Monday, Apr. 22, 1929
Free Guinan
Now Mrs. Mabel Willebrandt lives down in Washington,
If she doesn't stop her kiddin' and spoiling people's fun,
I, for one, will stand right out and make a little bet,
That Miss Liberty soon will be the girl that men forget.
I was carried down to court accused of selling liquor,
I got a hand upon the stand that made the lawyers snicker.
Judge Thomas said, "Tex, so you sell booze?"

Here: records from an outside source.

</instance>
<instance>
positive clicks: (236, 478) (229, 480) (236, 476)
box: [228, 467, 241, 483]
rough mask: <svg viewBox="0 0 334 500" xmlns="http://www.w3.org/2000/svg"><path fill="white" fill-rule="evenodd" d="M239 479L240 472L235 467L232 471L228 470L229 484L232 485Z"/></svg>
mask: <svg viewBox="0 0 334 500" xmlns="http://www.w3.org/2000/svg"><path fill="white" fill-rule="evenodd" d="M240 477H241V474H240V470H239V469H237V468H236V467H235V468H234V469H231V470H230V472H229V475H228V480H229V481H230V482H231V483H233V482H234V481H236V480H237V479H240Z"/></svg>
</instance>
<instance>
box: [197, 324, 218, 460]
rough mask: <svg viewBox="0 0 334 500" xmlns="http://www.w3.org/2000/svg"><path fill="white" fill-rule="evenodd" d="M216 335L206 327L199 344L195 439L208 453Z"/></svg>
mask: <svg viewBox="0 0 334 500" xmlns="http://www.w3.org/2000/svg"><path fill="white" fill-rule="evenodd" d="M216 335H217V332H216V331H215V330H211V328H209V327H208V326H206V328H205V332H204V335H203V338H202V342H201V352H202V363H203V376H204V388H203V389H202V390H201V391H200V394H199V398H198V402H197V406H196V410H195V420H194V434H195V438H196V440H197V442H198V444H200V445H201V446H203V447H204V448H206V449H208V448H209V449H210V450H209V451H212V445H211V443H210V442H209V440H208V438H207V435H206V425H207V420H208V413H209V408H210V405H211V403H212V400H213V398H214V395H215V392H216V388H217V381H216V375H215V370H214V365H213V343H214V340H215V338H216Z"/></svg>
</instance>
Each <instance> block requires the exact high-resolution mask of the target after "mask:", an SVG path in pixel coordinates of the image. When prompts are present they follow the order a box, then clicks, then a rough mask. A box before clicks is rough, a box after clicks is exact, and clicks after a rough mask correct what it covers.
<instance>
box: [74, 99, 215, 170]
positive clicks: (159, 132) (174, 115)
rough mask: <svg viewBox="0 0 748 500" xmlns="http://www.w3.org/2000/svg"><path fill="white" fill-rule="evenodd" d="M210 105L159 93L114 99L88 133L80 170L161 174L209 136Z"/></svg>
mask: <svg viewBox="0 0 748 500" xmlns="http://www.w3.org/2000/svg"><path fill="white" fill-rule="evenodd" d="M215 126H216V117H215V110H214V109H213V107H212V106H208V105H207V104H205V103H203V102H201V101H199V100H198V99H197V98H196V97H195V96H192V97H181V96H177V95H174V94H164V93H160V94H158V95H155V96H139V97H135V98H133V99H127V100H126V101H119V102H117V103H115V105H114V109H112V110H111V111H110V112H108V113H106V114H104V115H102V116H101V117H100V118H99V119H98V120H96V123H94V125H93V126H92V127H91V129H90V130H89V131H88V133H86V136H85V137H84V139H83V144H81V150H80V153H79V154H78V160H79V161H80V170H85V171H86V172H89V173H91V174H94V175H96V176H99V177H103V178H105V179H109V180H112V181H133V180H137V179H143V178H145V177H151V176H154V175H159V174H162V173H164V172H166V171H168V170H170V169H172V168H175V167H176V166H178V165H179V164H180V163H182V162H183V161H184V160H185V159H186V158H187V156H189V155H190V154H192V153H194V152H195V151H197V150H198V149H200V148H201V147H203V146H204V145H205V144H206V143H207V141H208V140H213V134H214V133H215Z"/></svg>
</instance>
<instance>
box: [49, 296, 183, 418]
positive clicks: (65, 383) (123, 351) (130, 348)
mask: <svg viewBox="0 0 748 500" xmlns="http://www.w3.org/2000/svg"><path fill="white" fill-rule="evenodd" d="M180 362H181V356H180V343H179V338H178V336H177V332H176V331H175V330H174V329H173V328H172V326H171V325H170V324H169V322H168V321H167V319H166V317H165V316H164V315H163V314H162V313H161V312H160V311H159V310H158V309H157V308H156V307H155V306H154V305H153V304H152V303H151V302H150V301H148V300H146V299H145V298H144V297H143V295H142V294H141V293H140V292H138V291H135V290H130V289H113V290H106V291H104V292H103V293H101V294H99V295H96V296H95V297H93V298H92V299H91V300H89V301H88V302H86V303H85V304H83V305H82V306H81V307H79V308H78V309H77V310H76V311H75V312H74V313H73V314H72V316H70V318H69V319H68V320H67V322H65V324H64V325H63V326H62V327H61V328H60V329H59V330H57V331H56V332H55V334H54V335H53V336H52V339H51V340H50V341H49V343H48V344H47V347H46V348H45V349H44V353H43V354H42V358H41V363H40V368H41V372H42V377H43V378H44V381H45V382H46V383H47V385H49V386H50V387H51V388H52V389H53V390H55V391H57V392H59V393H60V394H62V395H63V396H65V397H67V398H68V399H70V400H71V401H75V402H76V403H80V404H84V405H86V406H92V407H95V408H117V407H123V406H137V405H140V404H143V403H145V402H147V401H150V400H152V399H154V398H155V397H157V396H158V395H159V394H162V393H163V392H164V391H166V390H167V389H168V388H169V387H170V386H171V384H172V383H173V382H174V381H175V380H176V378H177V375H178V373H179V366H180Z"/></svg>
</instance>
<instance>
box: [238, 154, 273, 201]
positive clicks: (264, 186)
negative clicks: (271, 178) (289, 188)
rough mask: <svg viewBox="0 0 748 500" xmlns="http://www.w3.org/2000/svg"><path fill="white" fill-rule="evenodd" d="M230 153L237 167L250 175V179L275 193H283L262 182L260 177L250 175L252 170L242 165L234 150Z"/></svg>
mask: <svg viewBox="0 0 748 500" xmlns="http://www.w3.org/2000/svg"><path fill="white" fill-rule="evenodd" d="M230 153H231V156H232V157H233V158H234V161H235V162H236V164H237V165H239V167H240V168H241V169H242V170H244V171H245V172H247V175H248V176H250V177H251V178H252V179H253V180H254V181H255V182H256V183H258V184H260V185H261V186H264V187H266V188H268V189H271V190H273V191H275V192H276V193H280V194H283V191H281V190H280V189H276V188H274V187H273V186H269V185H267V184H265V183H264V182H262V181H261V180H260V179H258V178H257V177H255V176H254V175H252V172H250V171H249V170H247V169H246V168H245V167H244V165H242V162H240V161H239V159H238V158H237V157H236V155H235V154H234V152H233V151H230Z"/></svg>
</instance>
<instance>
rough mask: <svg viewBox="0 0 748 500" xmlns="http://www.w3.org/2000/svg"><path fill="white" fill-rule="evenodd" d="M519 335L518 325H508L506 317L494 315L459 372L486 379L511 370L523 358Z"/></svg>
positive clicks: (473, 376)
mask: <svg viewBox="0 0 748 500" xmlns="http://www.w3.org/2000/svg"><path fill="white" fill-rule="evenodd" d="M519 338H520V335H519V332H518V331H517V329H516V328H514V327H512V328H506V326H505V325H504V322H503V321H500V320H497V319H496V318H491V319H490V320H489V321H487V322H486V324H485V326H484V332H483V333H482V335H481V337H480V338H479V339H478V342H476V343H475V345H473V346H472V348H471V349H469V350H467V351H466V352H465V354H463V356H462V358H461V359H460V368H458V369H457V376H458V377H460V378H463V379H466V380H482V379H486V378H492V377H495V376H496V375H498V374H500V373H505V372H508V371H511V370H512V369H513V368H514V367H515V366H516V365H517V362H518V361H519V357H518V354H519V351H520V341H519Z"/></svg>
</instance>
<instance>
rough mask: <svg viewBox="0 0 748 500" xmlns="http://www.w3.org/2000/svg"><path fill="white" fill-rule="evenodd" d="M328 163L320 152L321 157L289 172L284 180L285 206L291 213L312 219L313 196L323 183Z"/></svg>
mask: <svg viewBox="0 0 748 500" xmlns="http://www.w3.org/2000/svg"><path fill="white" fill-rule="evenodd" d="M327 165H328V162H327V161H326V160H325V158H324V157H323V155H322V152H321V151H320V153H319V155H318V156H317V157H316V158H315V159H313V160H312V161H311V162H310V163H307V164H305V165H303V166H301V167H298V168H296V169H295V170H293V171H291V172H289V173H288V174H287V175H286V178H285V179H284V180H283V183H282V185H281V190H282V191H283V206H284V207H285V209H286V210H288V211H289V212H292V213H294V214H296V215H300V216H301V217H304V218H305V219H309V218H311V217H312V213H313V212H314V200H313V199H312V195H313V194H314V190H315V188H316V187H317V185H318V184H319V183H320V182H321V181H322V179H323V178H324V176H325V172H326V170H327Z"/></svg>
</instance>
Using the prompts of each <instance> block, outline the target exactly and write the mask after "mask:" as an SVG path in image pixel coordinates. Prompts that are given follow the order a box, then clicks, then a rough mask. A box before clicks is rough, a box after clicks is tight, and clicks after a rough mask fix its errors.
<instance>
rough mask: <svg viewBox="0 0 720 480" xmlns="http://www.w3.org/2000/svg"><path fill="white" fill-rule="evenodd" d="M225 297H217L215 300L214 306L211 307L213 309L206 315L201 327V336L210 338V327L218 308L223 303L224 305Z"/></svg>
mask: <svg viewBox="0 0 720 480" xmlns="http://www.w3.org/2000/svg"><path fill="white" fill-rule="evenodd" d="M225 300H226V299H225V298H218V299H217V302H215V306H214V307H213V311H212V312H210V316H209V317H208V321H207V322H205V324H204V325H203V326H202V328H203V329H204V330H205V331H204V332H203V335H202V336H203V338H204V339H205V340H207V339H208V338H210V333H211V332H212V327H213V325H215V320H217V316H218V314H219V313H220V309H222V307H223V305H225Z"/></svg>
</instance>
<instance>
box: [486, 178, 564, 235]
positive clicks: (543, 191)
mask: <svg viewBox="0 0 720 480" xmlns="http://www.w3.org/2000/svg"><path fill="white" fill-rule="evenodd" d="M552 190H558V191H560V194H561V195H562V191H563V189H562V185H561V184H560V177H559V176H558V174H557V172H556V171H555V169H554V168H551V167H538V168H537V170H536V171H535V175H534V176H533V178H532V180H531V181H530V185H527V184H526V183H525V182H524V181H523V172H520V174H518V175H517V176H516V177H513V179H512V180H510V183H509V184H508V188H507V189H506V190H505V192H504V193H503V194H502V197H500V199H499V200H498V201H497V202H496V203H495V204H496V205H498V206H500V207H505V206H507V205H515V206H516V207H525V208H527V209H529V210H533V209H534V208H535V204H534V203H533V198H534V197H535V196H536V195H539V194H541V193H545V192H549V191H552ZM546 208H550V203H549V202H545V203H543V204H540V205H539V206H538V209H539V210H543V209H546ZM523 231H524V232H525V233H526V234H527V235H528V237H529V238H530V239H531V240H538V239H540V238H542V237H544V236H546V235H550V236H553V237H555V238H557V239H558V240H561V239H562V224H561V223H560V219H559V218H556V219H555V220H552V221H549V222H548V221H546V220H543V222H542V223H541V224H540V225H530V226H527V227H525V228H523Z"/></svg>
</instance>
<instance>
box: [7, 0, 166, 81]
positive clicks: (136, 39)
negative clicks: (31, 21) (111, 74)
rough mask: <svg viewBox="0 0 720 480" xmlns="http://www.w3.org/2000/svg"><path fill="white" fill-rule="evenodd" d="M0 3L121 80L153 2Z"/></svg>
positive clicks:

I said, "Please don't be silly;
I swear to you my cellar's filled
With chocolate and vanilly."
So, in a broad, chortling voice, in a scarlet dress, in her latest Manhattan night club, sang, last week, famed Mary Louise ("Texas") Guinan. She had just been acquitted by a U. S. jury of a prohibition charge. She had returned to her own world to celebrate her freedom. A brass band preceded her. Her "suckers" (patrons) rose en masse to cheer her entrance. She kissed everybody in sight. The smoky air was thick with vindictive joy. Harry Thaw, onetime maniac, hysterical with delight, jigged up and down at his table until Miss Guinan led him out on the floor to introduce him. She read congratulatory messages from such friends as Manhattan's Congressman La Guardia, Henry Zittel of Zit's (theatrical weekly),
Billy Walsh and Moe Levy, nightclub "boys" now in a New Jersey jail.
Earlier in the day her trial had ended riotous with wisecracks. The courtroom had bulged with spectators. In the corridors countless more pressed toward the door for the free show, while in the streets about the Federal Building thousands stood to wait for the verdict. The jury's "not guilty" loosed a raucous uproar of approval. The crowd "gave the little girl a great big hand" (her cliche).
Defendant Guinan pushed through the press to Special Deputy U. S. Attorney-General Norman J. Morrison who had prosecuted her, put out her hand, said: "I want to thank you. You were a perfect gentleman." Shaking the hand, Mr. Morrison mournfully retorted: "You were the toughest customer I ever had." He had been unable to pin on her any technical responsibility for alleged liquor-selling in her "club," where she is merely "employed as hostess."
Thus concluded the contest between two famed Modern Women. The other woman, Mrs. Mabel Walker Willebrandt, Assistant U. S. Attorney General, was asked in Washington if she would drop her other night club cases. Mrs. Willebrandt retorted: "Does that sound like ME?"